O rei e a rainha no banho. (Mylius, Philosophia reformata, Reproduzido em Jung, Psychology and Alchemy.) 1622.
Por conseguinte, a solutio pode tornar-se mortificatio. Isso é compreensível, já que aquilo que está sendo dissolvido experimentará a solutio como uma aniquilação de si mesmo. Aplica-se aqui Heráclito: “Para as almas, é morte tornar-se água. Contudo, a solutio leva ao surgimento de uma nova forma rejuvenescida; quando esse aspecto é acentuado, o tom torna-se positivo. Por exemplo, diz The Golden Treatise Hermes: “Ó, bendita forma aquosa pôntica, que dissolveis os elementos!… Porque quando a composição pelo poder da água é dissolvida, chega o dia da restauração; e então as trevas e a Morte dela se afastam, e a Sabedoria
avança. ”
(…) “afogamento” é sinônimo de solutio.
Solutio do rei. Fundo: o rei, em vias de afogar-se, pedindo socorro, Primeiro plano: o rei renascido. (Trismosin, Splendor Solis, 1582.)

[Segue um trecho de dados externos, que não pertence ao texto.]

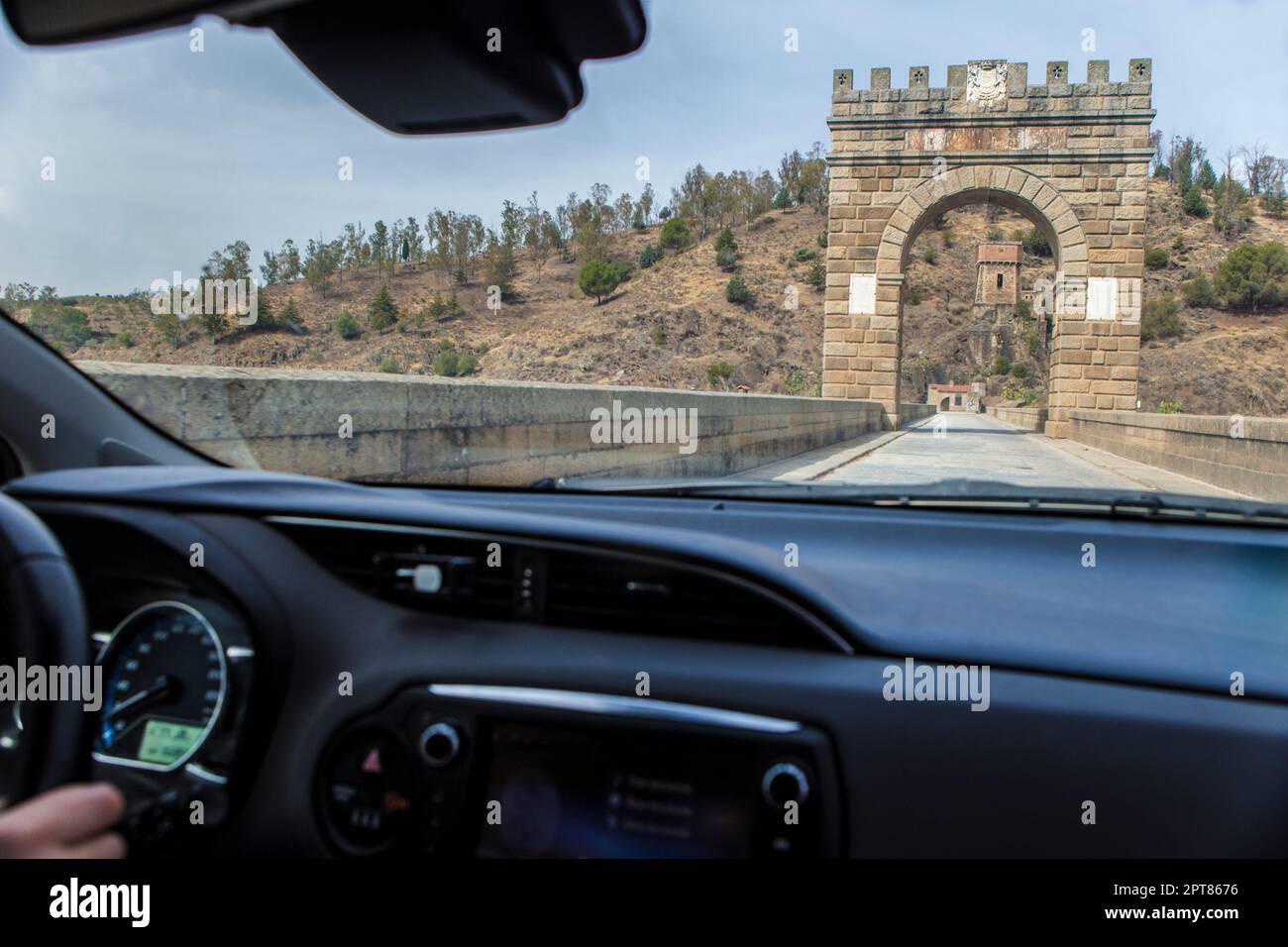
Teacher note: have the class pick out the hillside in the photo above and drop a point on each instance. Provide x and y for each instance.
(666, 325)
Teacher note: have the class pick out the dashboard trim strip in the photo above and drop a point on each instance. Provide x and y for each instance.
(616, 705)
(824, 630)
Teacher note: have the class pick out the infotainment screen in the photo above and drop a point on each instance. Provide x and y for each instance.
(597, 793)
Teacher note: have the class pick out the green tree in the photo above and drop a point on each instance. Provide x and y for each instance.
(597, 278)
(1193, 201)
(651, 254)
(347, 326)
(816, 275)
(290, 315)
(1207, 176)
(675, 235)
(1253, 275)
(738, 292)
(381, 312)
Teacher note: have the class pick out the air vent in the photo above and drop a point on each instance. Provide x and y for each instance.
(391, 565)
(555, 583)
(619, 594)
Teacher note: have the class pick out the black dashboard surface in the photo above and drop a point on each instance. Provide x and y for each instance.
(1109, 684)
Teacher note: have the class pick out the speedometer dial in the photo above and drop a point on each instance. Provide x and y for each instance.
(165, 678)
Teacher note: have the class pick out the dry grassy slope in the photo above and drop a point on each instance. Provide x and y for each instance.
(1224, 364)
(553, 333)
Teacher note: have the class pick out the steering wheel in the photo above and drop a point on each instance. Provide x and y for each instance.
(43, 744)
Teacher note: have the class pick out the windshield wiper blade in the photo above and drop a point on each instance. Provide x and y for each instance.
(954, 492)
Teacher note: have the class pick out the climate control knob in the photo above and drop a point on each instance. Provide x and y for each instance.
(785, 783)
(439, 744)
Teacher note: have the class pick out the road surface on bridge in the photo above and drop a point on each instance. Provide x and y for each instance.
(977, 447)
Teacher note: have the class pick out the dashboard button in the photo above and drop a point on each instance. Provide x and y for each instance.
(785, 783)
(439, 744)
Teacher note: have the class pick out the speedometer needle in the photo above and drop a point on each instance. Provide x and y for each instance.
(161, 686)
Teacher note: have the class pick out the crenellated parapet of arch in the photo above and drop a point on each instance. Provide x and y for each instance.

Psicologicamente, o sentido é que o velho princípio dirigente, que passou pela solutio, pede para voltar a ser coagulado numa forma nova e regenerada, afirmando ter ela quantidades de libido (riquezas) a sua disposição.
Outro texto fala de uma hidropisia, um afogamento interior. “O rei pediu um gole de água, dizendo: ‘Peço a água que se acha mais próxima do meu coração, e que me agrada mais do que todas as coisas. Quando o servo lha levou, o rei bebeu tanto que ‘todos os seus membros se encheram e todas as suas veias ficaram inchadas, e ele ficou descolorido’… ‘Estou pesado e minha cabeça dói, e tenho a impressão de que todos os meus membros estão caindo’. Ele pediu para ser colocado num quarto aquecido, onde pudesse suar a água. Mas, pouco depois, quando o quarto foi aberto, ele ali jazia como se estivesse morto. ”
Jung comenta este texto: “O rei personifica a hipertrofia do ego, que pede compensação… Sua sede decorre da sua concupiscência e do seu egoísmo irrefreados. Mas, ao beber, é dominado pela água. ” isto é, pelo inconsciente.
Como sugere Jung, o rei refere-se ao ego pelo menos ao princípio dominante ou regente de acordo com o qual se estrutura o ego. O rei dissolve se em seu próprio excesso alimentar, quer dizer, a inflação é a causa e o agente da solutio. Um ego engolido é dissolvido pelo seu próprio excesso. Sua dissolução enseja um possível rejuvenescimento sobre bases mais sólidas.
Neste caso, o agente da dissolução é o princípio de Eros, Vênus ou Afrodite. A mitologia de Vênus tem importantes relações com a água, uma vez que a deusa nasceu do mar (ver figura 3-4). Seus perigosos poderes de solutio têm como representação sedutoras sereias ou ninfas aquáticas que atraem os homens, levando-os à morte por afogamento.”
EDINGER, Edward F. Anatomia da Psique. O Simbolismo Alquímico na Psicoterapia, Ed. Cultrix 2006, Pág. 71-73.